Oregon occupation simmers as handful of militants are surrounded by law enforcement
An amoured vehicle is seen at the police perimeter around Malheur National Wildlife Refuge near Burns, Oregon January 27, 2016. REUTERS/Jim Urquhart

Police and federal agents sought on Thursday to convince a handful of remaining protesters to abandon their occupation of a U.S. wildlife refuge in Oregon following the shooting death of a comrade and calls from their jailed leader to stand down.


It was not certain how many holdouts were still hunkered down in a cluster of small buildings inside the Malheur National Wildlife Refuge in northeast Oregon as of Thursday morning, but in a video posted overnight on YouTube, activist David Fry said he was among five people still there.

Eight more occupiers have left the compound since law enforcement surrounded it after taking protest leader Ammon Bundy and other members of his group into custody on Tuesday evening, the FBI said in a statement.

"The FBI and our partners continue to work around the clock to empty the refuge of the armed occupiers in the safest way possible," the agency said in its statement.

Bundy left the refuge on Tuesday afternoon accompanied by members of his leadership team en route to speak at a community meeting in John Day, Oregon, and was stopped by law enforcement along Highway 395.

Shots were fired and one protester was killed before Bundy and several others were taken into custody. Activists have identified the slain man as Robert LaVoy Finicum, a rancher who acted as a spokesman for the occupiers. Ammon's brother, Ryan, was wounded in the incident.

Law enforcement officials, citing an investigation, have refused to say what led to the fatal shooting but pleaded with protest members to leave the refuge peacefully.

Following a court appearance in Portland on Wednesday, Ammon Bundy, in a statement read by his attorney, urged the holdouts to stand down, saying he would carry on the fight in the legal system.

"To those remaining at the refuge, I love you. Let us take this fight from here," he said. "Please stand down. Go home and hug your families. This fight is ours for now in the courts. Please go home."

In an audio recording released by Ammon Bundy's attorney on Thursday, Bundy's wife Lisa repeated his message to the protesters remaining at the wildlife refuge.

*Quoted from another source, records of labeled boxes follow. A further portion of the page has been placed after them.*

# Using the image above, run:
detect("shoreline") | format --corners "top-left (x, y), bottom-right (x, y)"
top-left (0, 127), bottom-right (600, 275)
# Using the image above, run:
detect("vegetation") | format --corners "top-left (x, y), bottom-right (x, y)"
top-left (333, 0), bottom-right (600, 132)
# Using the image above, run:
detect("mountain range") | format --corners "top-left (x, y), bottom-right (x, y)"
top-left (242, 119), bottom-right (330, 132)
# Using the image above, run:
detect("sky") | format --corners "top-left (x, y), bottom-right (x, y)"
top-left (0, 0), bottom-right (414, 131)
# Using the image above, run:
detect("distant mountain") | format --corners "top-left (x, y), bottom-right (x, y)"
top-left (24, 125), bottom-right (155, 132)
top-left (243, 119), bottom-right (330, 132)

"I spoke with Ammon's lawyers yesterday and heard from his voice that those were his instructions: he wants people to go home; to go to their families," Lisa Bundy said in the brief recording.

Bundy and at least a dozen armed individuals holed up at the refuge on Jan. 2 in a flare-up in the so-called Sagebrush Rebellion, a decades-old conflict over federal control of millions of acres in the West.

In the YouTube video, Fry said some activists fled so quickly after Bundy's arrest that they left their guns.

"Right now, the situation is that they're willing to let, out of five people left here, four of us are allowed to leave, and one of them ... he has a felony warrant," Fry said.

Fry said his group will not leave the refuge unless authorities drop the charges against the man accused of obstructing a federal worker from doing his job.

Of the eight people who have left the refuge since Bundy's arrest, three were taken into custody, the FBI said in it's statement.

Jason Patrick, who remained at the refuge following Bundy's arrest, told Reuters by phone some protesters were leaving through checkpoints but he rejected the word "surrender."

Patrick was among the three arrested late Wednesday, according to the FBI.

Reactions to the takeover from residents in Burns, about 30 miles (48 km) from the refuge, have included sympathy for two imprisoned local ranchers whose plight began the protest, to dismay at the armed occupation by individuals seen as outsiders.